Davao City is the largest city in the Philippines by land area. Vast. Expansive. It is geographically blessed with space most cities would envy. And yet, traffic congestion persists. This is despite the opening of the billion-peso, 18-kilometer coastal road—a massive infrastructure investment meant to ease urban pressure.

/ Generated with AI

Meanwhile, in Cebu City and its neighboring local governments, congestion has long been a daily ordeal. Cebu is denser, narrower, and more compressed. If any city has an excuse for gridlock, it is Cebu.

But here is where the contrast becomes interesting: two southern cities, two traffic headaches, and two different responses.

When Green GSM, a fleet of 600 full EV taxicab units, attempted to enter the Cebu market, it was met with resistance and protests from traditional taxi operators. Questions were raised regarding whether regulations were complied with. There was legal friction. Yet, Green GSM managed to operate — at least temporarily — testing the waters of competition.

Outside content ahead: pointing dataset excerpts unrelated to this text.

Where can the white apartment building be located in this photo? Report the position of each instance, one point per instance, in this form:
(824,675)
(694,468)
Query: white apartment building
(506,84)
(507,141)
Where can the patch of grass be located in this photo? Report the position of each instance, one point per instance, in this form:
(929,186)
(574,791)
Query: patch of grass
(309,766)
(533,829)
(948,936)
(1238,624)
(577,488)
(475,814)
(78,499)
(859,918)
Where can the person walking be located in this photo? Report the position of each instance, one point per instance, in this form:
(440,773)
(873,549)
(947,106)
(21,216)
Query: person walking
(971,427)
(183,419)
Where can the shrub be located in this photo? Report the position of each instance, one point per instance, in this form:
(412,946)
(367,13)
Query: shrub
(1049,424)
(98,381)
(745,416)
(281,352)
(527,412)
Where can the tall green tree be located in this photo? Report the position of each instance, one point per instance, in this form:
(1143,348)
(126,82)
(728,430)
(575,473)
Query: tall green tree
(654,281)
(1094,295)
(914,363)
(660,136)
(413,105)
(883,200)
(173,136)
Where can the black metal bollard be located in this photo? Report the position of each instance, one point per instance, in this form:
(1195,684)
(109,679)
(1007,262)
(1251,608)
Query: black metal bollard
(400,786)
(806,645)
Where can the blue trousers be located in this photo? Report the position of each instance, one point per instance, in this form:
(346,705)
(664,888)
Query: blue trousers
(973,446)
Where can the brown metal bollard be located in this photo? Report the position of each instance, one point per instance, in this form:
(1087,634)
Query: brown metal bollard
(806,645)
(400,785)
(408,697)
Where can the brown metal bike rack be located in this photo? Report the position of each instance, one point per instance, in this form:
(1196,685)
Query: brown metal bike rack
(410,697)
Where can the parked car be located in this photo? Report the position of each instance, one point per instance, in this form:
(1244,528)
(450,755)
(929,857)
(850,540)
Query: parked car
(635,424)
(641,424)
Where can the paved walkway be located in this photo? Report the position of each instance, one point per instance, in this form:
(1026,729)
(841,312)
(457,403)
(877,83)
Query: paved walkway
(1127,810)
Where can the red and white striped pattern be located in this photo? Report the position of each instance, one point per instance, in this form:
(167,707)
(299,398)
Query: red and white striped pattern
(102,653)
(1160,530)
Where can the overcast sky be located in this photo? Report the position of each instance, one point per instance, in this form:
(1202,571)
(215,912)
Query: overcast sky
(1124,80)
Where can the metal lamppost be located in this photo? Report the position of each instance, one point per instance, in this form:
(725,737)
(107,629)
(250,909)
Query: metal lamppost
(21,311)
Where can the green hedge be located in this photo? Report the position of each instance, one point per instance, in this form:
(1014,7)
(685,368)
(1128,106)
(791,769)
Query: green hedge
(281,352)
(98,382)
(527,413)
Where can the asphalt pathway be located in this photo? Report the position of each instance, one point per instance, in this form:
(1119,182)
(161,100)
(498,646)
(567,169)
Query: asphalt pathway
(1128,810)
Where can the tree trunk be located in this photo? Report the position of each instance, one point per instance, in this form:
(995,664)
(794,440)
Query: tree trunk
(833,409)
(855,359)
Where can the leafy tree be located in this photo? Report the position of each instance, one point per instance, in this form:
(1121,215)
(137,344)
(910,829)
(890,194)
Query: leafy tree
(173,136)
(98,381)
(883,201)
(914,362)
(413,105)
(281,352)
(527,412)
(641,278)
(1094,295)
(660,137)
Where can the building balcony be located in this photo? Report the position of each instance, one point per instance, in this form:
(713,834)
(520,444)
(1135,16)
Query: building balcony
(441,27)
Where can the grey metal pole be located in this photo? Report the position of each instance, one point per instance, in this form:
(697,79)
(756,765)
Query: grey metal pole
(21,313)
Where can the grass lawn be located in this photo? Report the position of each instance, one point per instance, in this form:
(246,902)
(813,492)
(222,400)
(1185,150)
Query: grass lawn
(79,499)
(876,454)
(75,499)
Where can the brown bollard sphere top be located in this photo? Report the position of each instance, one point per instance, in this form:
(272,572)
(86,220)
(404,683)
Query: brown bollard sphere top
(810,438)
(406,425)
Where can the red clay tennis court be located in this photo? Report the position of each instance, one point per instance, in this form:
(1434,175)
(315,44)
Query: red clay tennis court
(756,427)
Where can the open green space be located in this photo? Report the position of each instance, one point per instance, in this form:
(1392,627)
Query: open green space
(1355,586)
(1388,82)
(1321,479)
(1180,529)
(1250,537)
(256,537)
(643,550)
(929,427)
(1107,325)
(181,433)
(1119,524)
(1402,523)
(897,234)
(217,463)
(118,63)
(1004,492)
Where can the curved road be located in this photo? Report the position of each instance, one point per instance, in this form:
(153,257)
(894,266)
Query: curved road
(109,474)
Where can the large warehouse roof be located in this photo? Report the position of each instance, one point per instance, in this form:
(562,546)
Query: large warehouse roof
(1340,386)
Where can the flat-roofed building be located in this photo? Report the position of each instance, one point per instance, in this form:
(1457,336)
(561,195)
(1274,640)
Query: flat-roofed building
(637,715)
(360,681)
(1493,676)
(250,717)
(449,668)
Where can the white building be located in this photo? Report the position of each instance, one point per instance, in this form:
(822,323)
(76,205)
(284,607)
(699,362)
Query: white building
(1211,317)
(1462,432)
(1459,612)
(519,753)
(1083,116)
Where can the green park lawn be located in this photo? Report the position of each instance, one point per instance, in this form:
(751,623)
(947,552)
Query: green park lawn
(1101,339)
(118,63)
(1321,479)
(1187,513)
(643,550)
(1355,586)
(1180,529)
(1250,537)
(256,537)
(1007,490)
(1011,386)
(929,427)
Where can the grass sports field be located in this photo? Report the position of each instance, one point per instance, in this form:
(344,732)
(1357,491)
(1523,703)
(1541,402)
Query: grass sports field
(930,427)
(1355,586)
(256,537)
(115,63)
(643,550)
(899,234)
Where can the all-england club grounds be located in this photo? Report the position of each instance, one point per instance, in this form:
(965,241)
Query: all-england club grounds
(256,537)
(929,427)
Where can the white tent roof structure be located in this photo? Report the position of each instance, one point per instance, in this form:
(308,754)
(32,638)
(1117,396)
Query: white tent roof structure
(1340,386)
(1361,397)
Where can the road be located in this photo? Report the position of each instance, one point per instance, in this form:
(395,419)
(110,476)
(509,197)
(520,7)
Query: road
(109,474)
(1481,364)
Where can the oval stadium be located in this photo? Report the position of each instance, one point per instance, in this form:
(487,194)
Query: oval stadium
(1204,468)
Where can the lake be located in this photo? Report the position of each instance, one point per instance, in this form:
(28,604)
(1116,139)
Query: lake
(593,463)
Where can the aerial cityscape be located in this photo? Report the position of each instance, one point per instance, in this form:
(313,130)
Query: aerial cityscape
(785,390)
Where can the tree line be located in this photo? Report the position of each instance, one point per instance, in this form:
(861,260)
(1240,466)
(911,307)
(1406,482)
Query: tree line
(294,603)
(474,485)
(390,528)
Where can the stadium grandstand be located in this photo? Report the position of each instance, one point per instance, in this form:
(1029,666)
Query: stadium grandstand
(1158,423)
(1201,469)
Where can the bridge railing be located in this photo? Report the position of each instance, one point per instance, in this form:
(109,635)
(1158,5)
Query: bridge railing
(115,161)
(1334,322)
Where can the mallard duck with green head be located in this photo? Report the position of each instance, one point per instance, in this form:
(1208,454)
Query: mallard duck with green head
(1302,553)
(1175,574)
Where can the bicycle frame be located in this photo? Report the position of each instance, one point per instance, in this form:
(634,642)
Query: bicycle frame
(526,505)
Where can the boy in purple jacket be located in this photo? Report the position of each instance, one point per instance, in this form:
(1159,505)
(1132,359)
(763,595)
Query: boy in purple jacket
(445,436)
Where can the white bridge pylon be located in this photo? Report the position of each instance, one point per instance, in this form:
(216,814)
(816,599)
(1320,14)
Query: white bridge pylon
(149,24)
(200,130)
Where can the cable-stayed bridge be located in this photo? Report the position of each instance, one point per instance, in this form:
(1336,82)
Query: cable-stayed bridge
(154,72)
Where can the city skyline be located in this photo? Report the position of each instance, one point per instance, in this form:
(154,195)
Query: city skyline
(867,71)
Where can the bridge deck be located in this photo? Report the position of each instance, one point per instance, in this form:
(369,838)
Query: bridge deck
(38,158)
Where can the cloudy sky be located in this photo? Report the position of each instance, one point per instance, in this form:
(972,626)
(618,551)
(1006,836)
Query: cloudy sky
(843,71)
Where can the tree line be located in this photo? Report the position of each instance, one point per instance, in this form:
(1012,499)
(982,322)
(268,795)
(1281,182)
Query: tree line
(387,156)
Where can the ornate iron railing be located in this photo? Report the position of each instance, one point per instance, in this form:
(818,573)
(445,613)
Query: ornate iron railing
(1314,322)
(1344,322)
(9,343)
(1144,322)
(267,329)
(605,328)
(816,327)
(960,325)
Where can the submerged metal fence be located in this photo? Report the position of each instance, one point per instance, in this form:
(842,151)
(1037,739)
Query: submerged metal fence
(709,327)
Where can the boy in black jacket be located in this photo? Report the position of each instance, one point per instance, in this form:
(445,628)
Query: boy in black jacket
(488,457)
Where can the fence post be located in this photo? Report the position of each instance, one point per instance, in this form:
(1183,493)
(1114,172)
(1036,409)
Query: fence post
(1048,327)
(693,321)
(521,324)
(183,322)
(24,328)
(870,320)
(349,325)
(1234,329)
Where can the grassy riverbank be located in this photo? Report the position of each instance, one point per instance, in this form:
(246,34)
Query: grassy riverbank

I told Rodgie Gonzales, the driver of the van we hired for our stay in Davao City, that the 600 units of Green GSM taxicabs in Cebu City should have operated in Davao City instead, because the area is so vast compared to Cebu. He told me that Green GSM is already in the city, but it was not allowed to operate until the operator could get the nod from Davao City officials.

Davao City’s position appears grounded in regulatory caution: protect existing franchise holders, maintain order and avoid destabilizing the transport sector. It is protection against competition.

Cebu’s posture, whether intentional or accidental, leaned toward experimentation: let the new player in, see what happens and let commuters decide. The difference is not merely procedural; it is philosophical.

The questions that now hang in the balance are: Should local governments shield incumbents from competition? Or should they prioritize commuter convenience and market responsiveness?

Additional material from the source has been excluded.